The Twenty-Six Martyrs of Japan are canonized in Rome.
1863 (Bunkyū 2, 3)
Father Louis Furet, then Father Bernard Petitjean, both of the Paris Foreign Missions Society, arrive in Nagasaki.
1865 (Meiji 2)
Ōura Cathedral in Nagasaki is consecrated.
DISCOVERY OF THE HIDDEN CHRISTIANS
1865 (Genji 2)
The Hidden Christians of Urakami confess their faith at Ōura Cathedral. “Discovery of the Hidden Christians.”
IMAGE VIII: Portrait of Mary, the Mother of God (Ōura Cathedral)
1867 (Keiō 3) ~
The Fourth Urakami Crackdown (Nagasaki Magistrate Tokunaga Iwami no Kami Masayoshi raids secret churches in Urakami).
1868 (Meiji 1)
One hundred and fourteen leading Urakami Christians are banished to the three domains of Hagi, Tsuwano, and Fukuyama on the so-called journey (tabi).
1868 (Meiji 1) ~
The Gotō Crackdown gets underway on Hisaka Island with the rōya no sako incident.
1870 (Meiji 3)
A group of 3,394 Urakami Christians is exiled to 22 different locations in 20 domains. Ambassadors from the UK, US, France, and the German Confederation request that they be allowed back home.
1871 (Meiji 4)
The Iwakura mission sets out for the West and is pressed on the freedom-of-religion issue everywhere it goes.
1873 (Meiji 6)
Signboards proscribing Christianity are taken down.
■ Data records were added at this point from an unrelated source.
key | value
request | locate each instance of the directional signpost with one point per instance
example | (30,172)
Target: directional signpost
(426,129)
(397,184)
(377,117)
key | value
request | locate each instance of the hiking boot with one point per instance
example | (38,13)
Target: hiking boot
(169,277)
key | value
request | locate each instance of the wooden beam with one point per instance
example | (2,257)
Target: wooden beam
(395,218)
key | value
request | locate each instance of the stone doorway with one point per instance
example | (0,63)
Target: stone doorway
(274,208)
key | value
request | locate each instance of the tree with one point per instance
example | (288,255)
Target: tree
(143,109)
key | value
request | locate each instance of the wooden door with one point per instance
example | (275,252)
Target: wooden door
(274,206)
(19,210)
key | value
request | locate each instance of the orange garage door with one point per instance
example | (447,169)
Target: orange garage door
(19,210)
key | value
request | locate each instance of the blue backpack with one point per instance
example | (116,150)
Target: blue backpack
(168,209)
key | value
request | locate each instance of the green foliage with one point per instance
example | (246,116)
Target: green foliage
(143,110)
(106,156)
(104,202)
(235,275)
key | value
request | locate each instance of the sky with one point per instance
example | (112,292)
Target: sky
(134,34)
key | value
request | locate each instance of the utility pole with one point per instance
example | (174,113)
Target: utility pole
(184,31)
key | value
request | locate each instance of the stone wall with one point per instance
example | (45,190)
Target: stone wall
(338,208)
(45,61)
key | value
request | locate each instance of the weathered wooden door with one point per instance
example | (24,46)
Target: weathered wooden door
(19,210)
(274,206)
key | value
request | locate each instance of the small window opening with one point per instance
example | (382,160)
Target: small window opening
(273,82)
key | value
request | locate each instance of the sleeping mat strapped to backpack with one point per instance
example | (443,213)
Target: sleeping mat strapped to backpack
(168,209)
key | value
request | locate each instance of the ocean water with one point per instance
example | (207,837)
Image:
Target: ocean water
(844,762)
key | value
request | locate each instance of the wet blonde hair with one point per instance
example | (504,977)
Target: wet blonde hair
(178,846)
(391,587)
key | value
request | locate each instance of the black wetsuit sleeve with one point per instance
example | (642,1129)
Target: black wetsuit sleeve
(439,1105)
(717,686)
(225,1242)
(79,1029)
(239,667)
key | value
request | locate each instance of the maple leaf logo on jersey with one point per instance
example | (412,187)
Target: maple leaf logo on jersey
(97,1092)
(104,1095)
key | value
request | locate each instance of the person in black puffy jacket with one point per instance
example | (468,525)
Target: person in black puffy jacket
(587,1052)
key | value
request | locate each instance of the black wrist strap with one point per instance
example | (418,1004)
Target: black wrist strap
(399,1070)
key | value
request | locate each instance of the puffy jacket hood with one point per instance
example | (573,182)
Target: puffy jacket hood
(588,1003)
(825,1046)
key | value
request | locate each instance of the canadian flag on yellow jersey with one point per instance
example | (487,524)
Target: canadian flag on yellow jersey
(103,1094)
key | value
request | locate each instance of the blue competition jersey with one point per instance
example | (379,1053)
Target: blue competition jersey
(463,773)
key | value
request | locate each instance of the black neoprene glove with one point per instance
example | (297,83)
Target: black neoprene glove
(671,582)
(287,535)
With 613 of their number having died in exile, 2,911 Urakami Christians return home.
1889 (Meiji 22)
The Meiji Constitution (the Constitution of the Empire of Japan) permits freedom of religious belief.
1906 (Meiji 39)
Christian-related articles from the old storehouse of the Nagasaki magistrate’s office go on display in the Tokyo Imperial Household Museum.
1930 (Shōwa 5)
Conventual Franciscan friar Maximilian Maria Kolbe comes to Nagasaki.
1945 (Shōwa 20)
Urakami Cathedral is destroyed by the atomic bomb.
1953 (Shōwa 28)
Ōura Cathedral is re-designated a National Treasure.
1962 (Shōwa 37)
The Twenty-Six Martyrs Museum and Monument opens.
1977 (Shōwa 52)
Artifacts from the former Nagasaki magistrate’s office, many of them Christian-related, are designated important cultural properties.
1981 (Shōwa 56)
Pope John Paul II visits Nagasaki.
2008 (Heisei 20)
Japan’s first-ever beatification ceremony is held in Nagasaki. (It is for 188 people martyred in the Edo period: 187 laypersons and Petro Kasui Kibe, the first Japanese to visit Jerusalem.)
2018 (Heisei 30)
Hidden Christian Sites in the Nagasaki Region are registered as UNESCO World Heritage properties.